Consecuente con la Metafísica armonista de Fox Morcillo es su sistema ideológico. Admitiendo en la mente humana las ideas o nociones innatas, rectifica en los mismos términos que Leibniz el antiguo aforismo peripatético, comúnmente atribuído a Straton de Lampsaco: «nada hay en el entendimiento que antes no haya pasado por los sentidos», añadiéndole esta limitación, «excepto las nociones naturales del mismo entendimiento». Pero estas nociones, en Fox no son meras formas subjetivas, como en Vives, ni ideas innatas virtualiter, como en Leibniz, sino ideas innatas con verdadero y real y actual innatismo, trasunto y reflejo de las ideas divinas. Sólo esas ideas hacen posible la demostración y la ciencia, la ciencia de los universales y de los primeros principios, única que merece tal nombre. [2] Sólo con ellos puede contestarse al Pirronismo de la Academia Nueva. Innatos son para [p. 102] Fox los axiomas matemáticos; innatas las ideas morales; innatos, sobre todo, los generalísimos conceptos del ser, de la esencia y del accidente, de la cualidad y de la modalidad, principales grados del conocimiento en su sistema, por virtud de los cuales el alma va purificando y haciendo incorpóreas las imágenes que le transmiten los sentidos.
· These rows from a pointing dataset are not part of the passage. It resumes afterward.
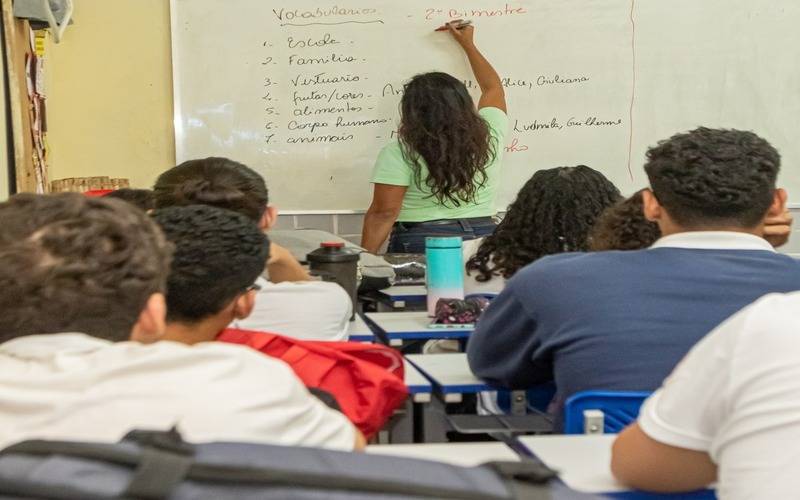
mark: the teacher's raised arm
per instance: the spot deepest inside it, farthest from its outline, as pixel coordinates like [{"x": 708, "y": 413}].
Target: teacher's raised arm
[{"x": 440, "y": 177}]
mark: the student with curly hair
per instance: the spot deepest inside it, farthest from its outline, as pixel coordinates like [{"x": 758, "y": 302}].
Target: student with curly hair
[
  {"x": 82, "y": 355},
  {"x": 282, "y": 305},
  {"x": 440, "y": 176},
  {"x": 553, "y": 213},
  {"x": 623, "y": 226},
  {"x": 622, "y": 320}
]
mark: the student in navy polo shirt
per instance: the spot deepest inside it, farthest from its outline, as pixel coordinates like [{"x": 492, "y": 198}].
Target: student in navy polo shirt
[{"x": 622, "y": 320}]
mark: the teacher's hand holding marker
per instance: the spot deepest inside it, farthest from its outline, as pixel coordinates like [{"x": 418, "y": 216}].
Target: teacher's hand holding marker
[{"x": 439, "y": 177}]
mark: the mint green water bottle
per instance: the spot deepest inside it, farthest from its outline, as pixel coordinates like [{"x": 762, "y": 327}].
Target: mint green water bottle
[{"x": 445, "y": 273}]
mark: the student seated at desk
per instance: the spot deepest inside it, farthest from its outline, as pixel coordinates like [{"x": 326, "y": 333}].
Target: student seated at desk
[
  {"x": 82, "y": 356},
  {"x": 288, "y": 302},
  {"x": 622, "y": 320},
  {"x": 730, "y": 412},
  {"x": 553, "y": 213},
  {"x": 623, "y": 226}
]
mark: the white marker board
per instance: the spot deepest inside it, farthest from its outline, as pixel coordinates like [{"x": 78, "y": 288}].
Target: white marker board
[{"x": 307, "y": 91}]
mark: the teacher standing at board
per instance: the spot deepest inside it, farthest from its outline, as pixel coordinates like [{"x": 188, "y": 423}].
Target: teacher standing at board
[{"x": 440, "y": 177}]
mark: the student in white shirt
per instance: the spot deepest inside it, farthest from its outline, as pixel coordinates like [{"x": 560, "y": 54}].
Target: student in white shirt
[
  {"x": 553, "y": 213},
  {"x": 730, "y": 412},
  {"x": 289, "y": 302},
  {"x": 79, "y": 277}
]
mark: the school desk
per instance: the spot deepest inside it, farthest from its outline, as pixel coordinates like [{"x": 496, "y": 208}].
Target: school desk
[{"x": 407, "y": 326}]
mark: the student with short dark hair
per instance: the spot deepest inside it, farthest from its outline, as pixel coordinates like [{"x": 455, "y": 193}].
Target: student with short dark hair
[
  {"x": 288, "y": 302},
  {"x": 623, "y": 226},
  {"x": 622, "y": 320},
  {"x": 79, "y": 278},
  {"x": 218, "y": 257},
  {"x": 553, "y": 213}
]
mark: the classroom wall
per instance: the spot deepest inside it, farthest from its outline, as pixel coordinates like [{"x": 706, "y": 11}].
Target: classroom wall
[
  {"x": 4, "y": 164},
  {"x": 109, "y": 92}
]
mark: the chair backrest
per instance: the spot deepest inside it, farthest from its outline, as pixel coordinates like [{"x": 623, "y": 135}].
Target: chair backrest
[{"x": 617, "y": 409}]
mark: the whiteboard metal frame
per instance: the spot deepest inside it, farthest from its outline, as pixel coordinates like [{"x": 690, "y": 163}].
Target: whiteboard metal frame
[{"x": 177, "y": 127}]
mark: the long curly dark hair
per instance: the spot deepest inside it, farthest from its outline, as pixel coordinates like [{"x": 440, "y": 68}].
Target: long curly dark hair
[
  {"x": 440, "y": 125},
  {"x": 624, "y": 227},
  {"x": 553, "y": 213}
]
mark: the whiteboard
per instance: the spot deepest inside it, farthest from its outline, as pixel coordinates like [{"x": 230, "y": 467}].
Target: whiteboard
[{"x": 306, "y": 91}]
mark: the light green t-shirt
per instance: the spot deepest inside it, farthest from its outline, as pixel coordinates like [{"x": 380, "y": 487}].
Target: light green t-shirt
[{"x": 419, "y": 204}]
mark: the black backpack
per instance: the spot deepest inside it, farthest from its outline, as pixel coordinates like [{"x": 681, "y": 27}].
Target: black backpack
[{"x": 160, "y": 465}]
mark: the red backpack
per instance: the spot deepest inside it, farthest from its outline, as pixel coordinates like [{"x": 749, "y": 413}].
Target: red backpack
[{"x": 365, "y": 379}]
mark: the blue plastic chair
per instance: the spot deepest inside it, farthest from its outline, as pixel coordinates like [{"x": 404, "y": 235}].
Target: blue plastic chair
[{"x": 619, "y": 409}]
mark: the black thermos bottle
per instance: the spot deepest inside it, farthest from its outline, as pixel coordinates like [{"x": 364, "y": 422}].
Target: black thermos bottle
[{"x": 333, "y": 262}]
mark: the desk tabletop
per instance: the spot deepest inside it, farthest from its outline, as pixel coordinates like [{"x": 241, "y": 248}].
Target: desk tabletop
[
  {"x": 416, "y": 326},
  {"x": 462, "y": 454},
  {"x": 449, "y": 372},
  {"x": 418, "y": 385},
  {"x": 358, "y": 331},
  {"x": 406, "y": 292},
  {"x": 584, "y": 463}
]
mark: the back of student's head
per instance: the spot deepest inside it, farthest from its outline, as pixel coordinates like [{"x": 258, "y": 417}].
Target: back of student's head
[
  {"x": 218, "y": 255},
  {"x": 623, "y": 226},
  {"x": 553, "y": 213},
  {"x": 218, "y": 182},
  {"x": 142, "y": 198},
  {"x": 70, "y": 263},
  {"x": 710, "y": 178}
]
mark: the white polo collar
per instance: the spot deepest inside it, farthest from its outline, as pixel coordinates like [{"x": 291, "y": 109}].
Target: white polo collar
[{"x": 714, "y": 240}]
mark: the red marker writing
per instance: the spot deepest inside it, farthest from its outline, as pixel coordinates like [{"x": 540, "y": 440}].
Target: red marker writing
[{"x": 457, "y": 24}]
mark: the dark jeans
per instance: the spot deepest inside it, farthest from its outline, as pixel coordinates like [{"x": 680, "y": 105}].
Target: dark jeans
[{"x": 409, "y": 237}]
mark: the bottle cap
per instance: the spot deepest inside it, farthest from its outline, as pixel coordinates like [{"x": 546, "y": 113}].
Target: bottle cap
[{"x": 443, "y": 242}]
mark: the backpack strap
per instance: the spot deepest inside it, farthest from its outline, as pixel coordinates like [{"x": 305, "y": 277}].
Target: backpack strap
[{"x": 164, "y": 464}]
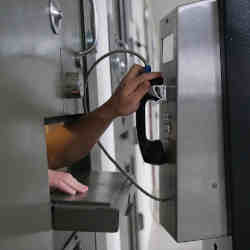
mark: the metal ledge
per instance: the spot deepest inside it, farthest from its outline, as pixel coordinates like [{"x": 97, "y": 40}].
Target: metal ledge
[{"x": 98, "y": 210}]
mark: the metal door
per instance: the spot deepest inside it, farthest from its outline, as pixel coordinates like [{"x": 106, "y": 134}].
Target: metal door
[
  {"x": 123, "y": 127},
  {"x": 29, "y": 74}
]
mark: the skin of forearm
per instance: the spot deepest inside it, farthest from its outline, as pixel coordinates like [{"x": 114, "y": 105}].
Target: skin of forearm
[{"x": 71, "y": 143}]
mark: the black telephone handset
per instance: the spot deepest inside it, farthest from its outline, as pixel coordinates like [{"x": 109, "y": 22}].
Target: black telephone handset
[{"x": 152, "y": 151}]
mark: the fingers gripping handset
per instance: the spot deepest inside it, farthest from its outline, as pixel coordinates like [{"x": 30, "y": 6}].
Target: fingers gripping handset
[{"x": 152, "y": 151}]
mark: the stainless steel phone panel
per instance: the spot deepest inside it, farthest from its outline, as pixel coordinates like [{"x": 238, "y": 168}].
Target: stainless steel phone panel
[{"x": 199, "y": 177}]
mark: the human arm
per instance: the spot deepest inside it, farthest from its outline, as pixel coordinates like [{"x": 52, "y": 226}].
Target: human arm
[
  {"x": 65, "y": 182},
  {"x": 70, "y": 143}
]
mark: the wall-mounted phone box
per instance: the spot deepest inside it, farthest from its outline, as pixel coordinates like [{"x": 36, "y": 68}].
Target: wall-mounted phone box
[{"x": 195, "y": 180}]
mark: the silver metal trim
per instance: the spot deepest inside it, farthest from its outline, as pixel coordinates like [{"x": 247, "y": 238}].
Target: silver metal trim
[
  {"x": 95, "y": 28},
  {"x": 56, "y": 16}
]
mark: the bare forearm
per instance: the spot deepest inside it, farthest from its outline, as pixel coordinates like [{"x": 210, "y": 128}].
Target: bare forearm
[{"x": 70, "y": 143}]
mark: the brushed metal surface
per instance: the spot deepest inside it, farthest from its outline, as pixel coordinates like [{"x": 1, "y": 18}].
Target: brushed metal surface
[
  {"x": 198, "y": 178},
  {"x": 28, "y": 75}
]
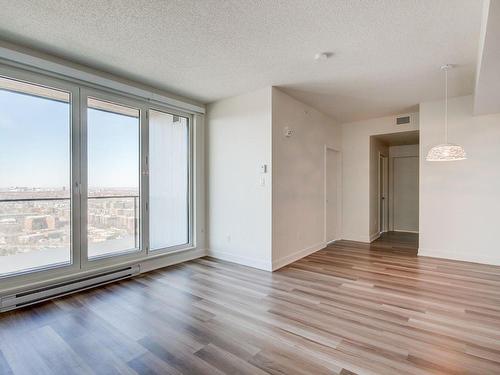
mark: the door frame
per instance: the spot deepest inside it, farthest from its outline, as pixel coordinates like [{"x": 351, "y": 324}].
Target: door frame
[
  {"x": 382, "y": 193},
  {"x": 339, "y": 193}
]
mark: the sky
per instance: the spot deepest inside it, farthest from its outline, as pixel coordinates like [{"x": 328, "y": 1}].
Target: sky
[{"x": 35, "y": 144}]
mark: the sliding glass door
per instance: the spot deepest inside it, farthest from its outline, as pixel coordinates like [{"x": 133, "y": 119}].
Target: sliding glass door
[
  {"x": 35, "y": 177},
  {"x": 113, "y": 186},
  {"x": 168, "y": 180}
]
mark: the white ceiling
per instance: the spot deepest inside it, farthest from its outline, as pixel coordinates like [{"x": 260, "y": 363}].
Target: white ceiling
[
  {"x": 386, "y": 59},
  {"x": 486, "y": 98}
]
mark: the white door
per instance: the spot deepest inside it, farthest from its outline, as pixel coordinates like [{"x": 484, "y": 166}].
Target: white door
[
  {"x": 406, "y": 194},
  {"x": 332, "y": 194}
]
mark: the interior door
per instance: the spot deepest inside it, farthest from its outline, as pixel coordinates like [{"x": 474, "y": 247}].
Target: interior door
[
  {"x": 332, "y": 193},
  {"x": 406, "y": 194}
]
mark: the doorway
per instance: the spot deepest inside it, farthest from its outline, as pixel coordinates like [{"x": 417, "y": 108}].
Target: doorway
[
  {"x": 394, "y": 183},
  {"x": 382, "y": 193},
  {"x": 332, "y": 195}
]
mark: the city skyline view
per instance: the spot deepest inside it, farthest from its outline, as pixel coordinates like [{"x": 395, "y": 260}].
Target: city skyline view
[{"x": 35, "y": 168}]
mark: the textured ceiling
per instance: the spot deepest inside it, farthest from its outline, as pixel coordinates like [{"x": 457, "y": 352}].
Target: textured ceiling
[{"x": 386, "y": 58}]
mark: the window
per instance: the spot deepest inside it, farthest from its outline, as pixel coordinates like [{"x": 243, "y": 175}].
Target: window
[
  {"x": 168, "y": 180},
  {"x": 35, "y": 177},
  {"x": 87, "y": 179},
  {"x": 113, "y": 205}
]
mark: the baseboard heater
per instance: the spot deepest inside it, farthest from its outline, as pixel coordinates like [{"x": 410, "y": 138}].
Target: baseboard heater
[{"x": 25, "y": 298}]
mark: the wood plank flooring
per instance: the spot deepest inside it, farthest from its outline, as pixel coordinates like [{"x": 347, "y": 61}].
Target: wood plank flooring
[{"x": 350, "y": 308}]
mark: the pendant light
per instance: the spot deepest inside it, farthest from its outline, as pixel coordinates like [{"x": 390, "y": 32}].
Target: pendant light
[{"x": 446, "y": 151}]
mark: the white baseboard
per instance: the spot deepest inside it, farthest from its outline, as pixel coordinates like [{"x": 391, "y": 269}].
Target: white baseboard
[
  {"x": 277, "y": 264},
  {"x": 356, "y": 238},
  {"x": 374, "y": 236},
  {"x": 465, "y": 257},
  {"x": 170, "y": 259},
  {"x": 146, "y": 265},
  {"x": 245, "y": 261}
]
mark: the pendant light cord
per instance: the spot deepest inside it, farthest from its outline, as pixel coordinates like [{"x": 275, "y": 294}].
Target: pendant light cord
[{"x": 446, "y": 105}]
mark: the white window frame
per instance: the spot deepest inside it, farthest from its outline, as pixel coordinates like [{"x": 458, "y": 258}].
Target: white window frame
[
  {"x": 190, "y": 121},
  {"x": 81, "y": 265}
]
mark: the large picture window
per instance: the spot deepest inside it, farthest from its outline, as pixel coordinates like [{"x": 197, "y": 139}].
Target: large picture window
[{"x": 88, "y": 178}]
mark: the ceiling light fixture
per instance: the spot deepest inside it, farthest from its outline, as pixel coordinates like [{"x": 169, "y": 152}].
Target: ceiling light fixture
[
  {"x": 446, "y": 151},
  {"x": 321, "y": 56}
]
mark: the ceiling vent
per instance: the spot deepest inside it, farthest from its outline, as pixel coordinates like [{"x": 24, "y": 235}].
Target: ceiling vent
[{"x": 402, "y": 120}]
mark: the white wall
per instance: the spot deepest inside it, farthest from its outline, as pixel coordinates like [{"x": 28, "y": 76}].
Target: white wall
[
  {"x": 460, "y": 201},
  {"x": 377, "y": 147},
  {"x": 356, "y": 219},
  {"x": 299, "y": 177},
  {"x": 239, "y": 207}
]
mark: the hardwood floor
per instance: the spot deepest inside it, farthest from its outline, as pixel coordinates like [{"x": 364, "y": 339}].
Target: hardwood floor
[{"x": 350, "y": 308}]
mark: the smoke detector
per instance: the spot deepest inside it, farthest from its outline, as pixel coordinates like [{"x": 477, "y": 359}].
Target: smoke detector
[{"x": 321, "y": 56}]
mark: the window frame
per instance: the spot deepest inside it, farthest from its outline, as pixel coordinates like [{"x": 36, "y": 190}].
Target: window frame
[
  {"x": 27, "y": 276},
  {"x": 190, "y": 208},
  {"x": 81, "y": 265}
]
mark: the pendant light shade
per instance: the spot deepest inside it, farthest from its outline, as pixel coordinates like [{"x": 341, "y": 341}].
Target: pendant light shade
[{"x": 446, "y": 151}]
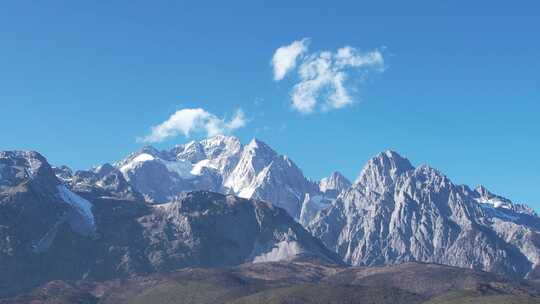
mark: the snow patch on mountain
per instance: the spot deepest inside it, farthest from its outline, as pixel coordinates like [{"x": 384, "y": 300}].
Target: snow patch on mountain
[
  {"x": 80, "y": 205},
  {"x": 281, "y": 251}
]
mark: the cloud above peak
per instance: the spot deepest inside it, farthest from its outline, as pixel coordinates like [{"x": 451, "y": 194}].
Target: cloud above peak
[
  {"x": 285, "y": 57},
  {"x": 325, "y": 80},
  {"x": 188, "y": 121}
]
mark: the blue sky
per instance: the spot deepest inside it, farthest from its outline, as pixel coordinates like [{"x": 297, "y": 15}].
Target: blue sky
[{"x": 460, "y": 90}]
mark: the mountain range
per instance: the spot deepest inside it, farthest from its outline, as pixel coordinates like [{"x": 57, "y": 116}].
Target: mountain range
[{"x": 218, "y": 202}]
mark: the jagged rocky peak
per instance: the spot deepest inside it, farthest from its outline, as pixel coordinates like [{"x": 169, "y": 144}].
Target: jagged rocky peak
[
  {"x": 17, "y": 167},
  {"x": 221, "y": 144},
  {"x": 381, "y": 171},
  {"x": 64, "y": 173},
  {"x": 336, "y": 182},
  {"x": 485, "y": 196}
]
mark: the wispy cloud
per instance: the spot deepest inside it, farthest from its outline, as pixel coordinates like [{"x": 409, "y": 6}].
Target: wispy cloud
[
  {"x": 285, "y": 57},
  {"x": 188, "y": 121},
  {"x": 327, "y": 80}
]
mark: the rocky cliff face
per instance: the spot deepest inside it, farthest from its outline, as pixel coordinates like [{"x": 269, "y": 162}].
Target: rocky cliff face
[
  {"x": 48, "y": 231},
  {"x": 220, "y": 164},
  {"x": 396, "y": 213}
]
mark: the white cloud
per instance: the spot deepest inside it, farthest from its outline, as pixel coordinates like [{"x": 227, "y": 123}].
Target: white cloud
[
  {"x": 326, "y": 79},
  {"x": 285, "y": 57},
  {"x": 188, "y": 121}
]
Fox Morcillo señala, sin duda, el punto de apogeo de esta escuela durante el siglo XVI. Fué platónico puro, del más alto y metafísico platonismo, del platonismo dialéctico del Parménides, no del platonismo cosmogónico del Timeo, lleno de símbolos místicos. Sus trabajos, que se extendieron a casi todas las ramas de la Filosofía, persiguiendo en la Moral, en la Política y aun en la doctrina literaria el mismo plan de concordia que aspiró a realzar entre la Metafísica y la Dialéctica, son, por su forma elegantísima, dignos del más atildado pensador del Renacimiento a la vez que, por el fondo, se adelantan bastante a la mayor parte de los escritos filosóficos de aquella época de transición, y marcan con decisión y fijeza un rumbo nuevo. Clásicos por el temple del estilo, como cumplía a un tan ferviente y amoroso discípulo de Platon, parecen contemporáneos nuestros por el pensamiento, y no rara vez nos parece sorprender en ellos algún eco de la filosofía novísima.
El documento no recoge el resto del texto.